The Sergeon Collection is part of Julia E. Baker Rare Book Collection and can be searched using the online catalog.
Drew University Library houses notable collections of the works of Lord Byron, Winston Churchill, John Ruskin and Walt Whitman, thanks to generous gifts from Norman B. Tomlinson.
The twenty-four titles by Byron (1788-1824), all of them first editions, were printed between 1807 and 1823, and include virtually every major work by the author. The collection is particularly rich in association copies: Beppo and The Prisoner of Chillon, with bookplate of Francis Lewis Randolph; Thomas Moore’s copy of Sardanapalus, with his signature on the front fly-leaf; The Corsair, with a letter from Moore to Byron, dated February 18, 1816, tipped in at front; and Cantos I-II of Childe Harold’s Pilgrimage, with an autograph note, signed, from Byron to John Murray. In addition, Hebrew Melodies was bound by Zaehnsdorf, and The Giaour by Sangorski & Sutcliffe. Hours of Idleness is in original boards, and The Prisoner of Chillon and Mazeppa in original wrappers.
Tomlinson collected many of Churchill’s writings: his speeches and historical works, his essays on painting, and his poetry. The 24 titles include The Second World War, War Speeches, My Early Life, and Painting as a Pastime.
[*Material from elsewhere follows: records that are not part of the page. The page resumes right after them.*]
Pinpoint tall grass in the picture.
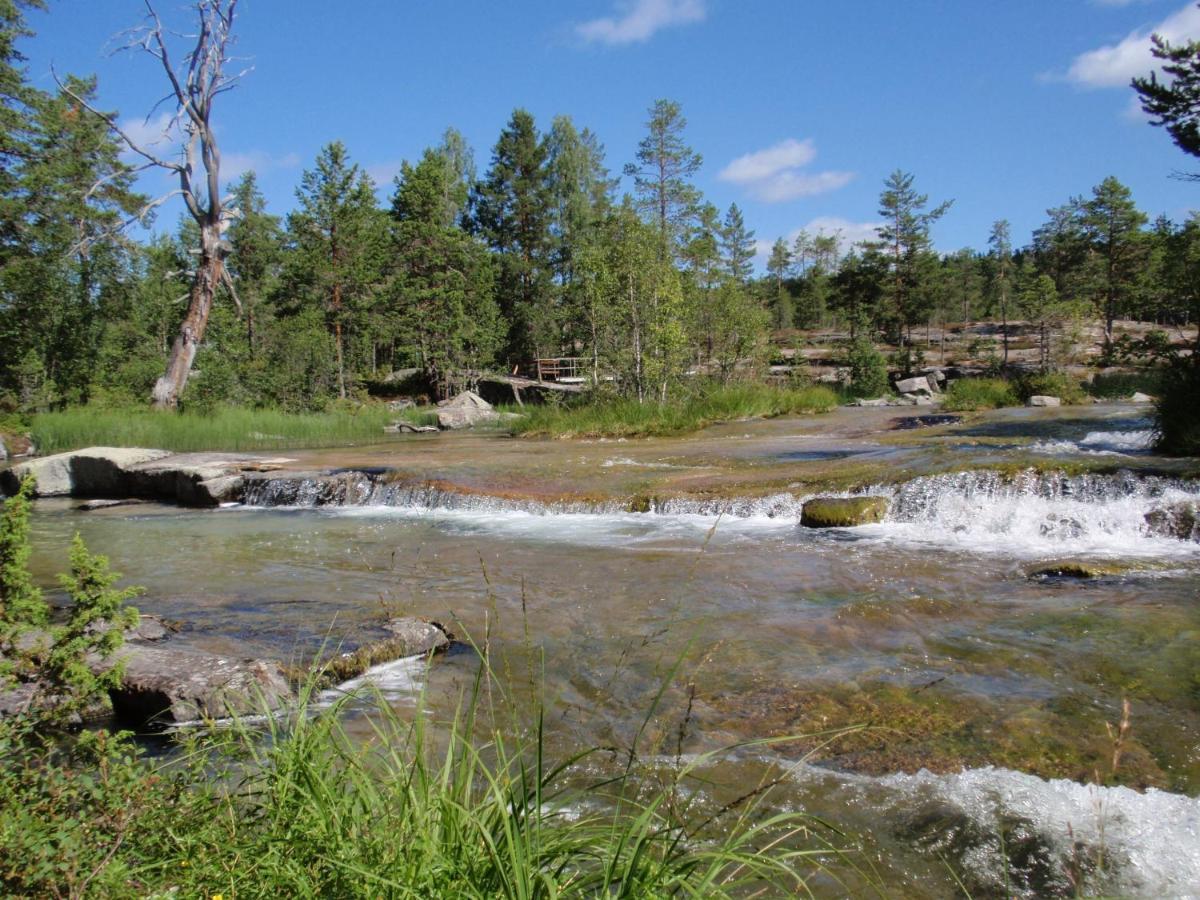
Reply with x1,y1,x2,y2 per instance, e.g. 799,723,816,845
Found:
31,404,432,454
0,662,854,900
514,383,838,437
942,378,1021,410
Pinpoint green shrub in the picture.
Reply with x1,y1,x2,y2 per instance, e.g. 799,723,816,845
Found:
846,334,888,397
1154,360,1200,456
514,382,838,437
942,378,1021,410
1016,372,1087,404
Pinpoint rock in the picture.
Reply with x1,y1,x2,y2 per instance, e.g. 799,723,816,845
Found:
1025,559,1127,581
307,618,454,688
895,376,937,394
1145,500,1200,541
438,391,497,431
109,643,294,725
800,497,888,528
1025,394,1062,407
0,446,170,497
76,497,145,512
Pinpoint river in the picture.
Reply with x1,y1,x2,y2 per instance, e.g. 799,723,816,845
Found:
21,404,1200,896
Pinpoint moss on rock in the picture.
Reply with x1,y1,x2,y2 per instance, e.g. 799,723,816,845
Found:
800,497,888,528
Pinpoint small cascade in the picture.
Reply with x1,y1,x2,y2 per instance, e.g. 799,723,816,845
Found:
882,469,1200,556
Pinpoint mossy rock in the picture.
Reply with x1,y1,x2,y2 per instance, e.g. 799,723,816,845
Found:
1025,559,1129,581
800,497,888,528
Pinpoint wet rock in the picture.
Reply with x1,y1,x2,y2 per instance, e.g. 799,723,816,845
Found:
109,643,294,725
1025,394,1062,407
438,391,497,431
304,618,454,688
1026,559,1128,581
76,497,145,512
0,446,170,497
1145,500,1200,541
800,497,888,528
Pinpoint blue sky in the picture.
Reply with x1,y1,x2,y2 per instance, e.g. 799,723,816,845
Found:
23,0,1200,264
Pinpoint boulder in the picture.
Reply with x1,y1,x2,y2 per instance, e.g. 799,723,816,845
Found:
0,446,170,497
895,376,937,394
800,497,888,528
109,643,294,725
1145,500,1200,541
1025,394,1062,407
438,391,497,431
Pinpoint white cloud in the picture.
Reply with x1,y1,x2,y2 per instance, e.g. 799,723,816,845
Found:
755,216,880,265
221,150,300,180
1067,1,1200,88
367,160,404,193
575,0,708,46
718,138,854,203
120,113,180,155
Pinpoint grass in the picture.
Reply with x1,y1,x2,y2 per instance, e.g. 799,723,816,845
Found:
514,383,838,438
942,378,1021,412
0,666,857,900
30,404,439,454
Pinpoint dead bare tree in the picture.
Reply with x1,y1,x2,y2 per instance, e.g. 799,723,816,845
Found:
60,0,246,409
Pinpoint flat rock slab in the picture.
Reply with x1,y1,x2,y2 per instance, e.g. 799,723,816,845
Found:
109,643,294,725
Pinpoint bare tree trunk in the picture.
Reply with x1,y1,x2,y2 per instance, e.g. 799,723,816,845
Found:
150,224,224,409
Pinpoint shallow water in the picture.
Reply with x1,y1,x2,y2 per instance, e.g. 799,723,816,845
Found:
18,407,1200,896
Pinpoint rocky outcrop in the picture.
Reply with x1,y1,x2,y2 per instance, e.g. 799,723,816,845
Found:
0,446,297,506
0,446,170,497
438,391,498,431
1025,394,1062,407
109,643,294,725
800,497,888,528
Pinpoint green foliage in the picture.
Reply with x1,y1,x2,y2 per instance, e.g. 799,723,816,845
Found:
37,534,142,722
1154,359,1200,456
942,378,1021,412
1015,372,1087,404
0,475,49,688
514,382,838,437
846,332,888,397
0,673,853,900
32,403,396,452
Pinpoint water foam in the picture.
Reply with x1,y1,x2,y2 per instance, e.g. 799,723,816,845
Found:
860,469,1200,557
864,767,1200,896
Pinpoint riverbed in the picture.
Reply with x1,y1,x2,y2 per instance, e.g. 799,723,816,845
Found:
21,404,1200,896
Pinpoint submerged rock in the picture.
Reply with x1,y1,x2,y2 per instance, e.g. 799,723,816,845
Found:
1025,394,1062,407
1026,559,1128,581
1145,500,1200,541
800,497,888,528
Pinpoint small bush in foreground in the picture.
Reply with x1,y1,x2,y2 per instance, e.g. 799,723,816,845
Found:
942,378,1021,410
1154,360,1200,456
514,383,838,437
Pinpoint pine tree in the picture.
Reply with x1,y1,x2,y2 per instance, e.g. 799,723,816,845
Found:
625,100,703,257
721,203,755,284
474,109,559,362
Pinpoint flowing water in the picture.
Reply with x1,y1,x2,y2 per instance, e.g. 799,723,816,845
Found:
18,407,1200,896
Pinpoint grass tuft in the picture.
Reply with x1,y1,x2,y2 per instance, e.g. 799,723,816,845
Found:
514,383,838,438
31,404,427,454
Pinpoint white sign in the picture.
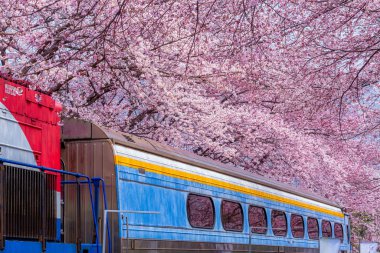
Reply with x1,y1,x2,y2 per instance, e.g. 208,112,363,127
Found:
360,242,379,253
319,238,340,253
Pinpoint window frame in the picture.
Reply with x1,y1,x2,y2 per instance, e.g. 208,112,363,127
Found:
306,216,320,241
186,192,216,230
270,209,289,238
220,199,244,233
321,220,333,238
290,213,305,239
248,205,269,235
334,222,344,242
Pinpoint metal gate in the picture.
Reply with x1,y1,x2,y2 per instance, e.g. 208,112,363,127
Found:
0,165,57,243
These important works show Churchill’s intellectual life as well as his life as an author.
John Ruskin (1819-1900) was a writer, social thinker, art critic, artist and philanthropist. He wrote on many subjects, including literature, education, architecture, myth, ornithology, botany, and politics. His forms of writing were as varied as his subjects, including essays, treatises, poetry, lectures, travel guides, and even a fairy tale. His writing emphasizes the connections between art, nature and society. Drew University Library holds a complete 39-volume limited edition of The Works of Ruskin by the Ballatyne Press, published in 1912, along with additional Ruskin volumes.
Among the twenty-three volumes of Walt Whitman (1819-1892) are eleven separate editions or printings of Leaves of Grass, including the first edition, first issue of 1855; the Doheny copy of Good-bye My Fancy; and five presentation copies, including Good-bye My Fancy to John H. Johnston, Leaves of Grass (1860) to Henry P, Leland and Memoranda During the War to “each conductor and driver on the Camden horse-cars.” A number of volumes are signed or initialed by Whitman.
The Tomlinson Collection is part of Julia E. Baker Rare Book Collection and can be searched using the online catalog.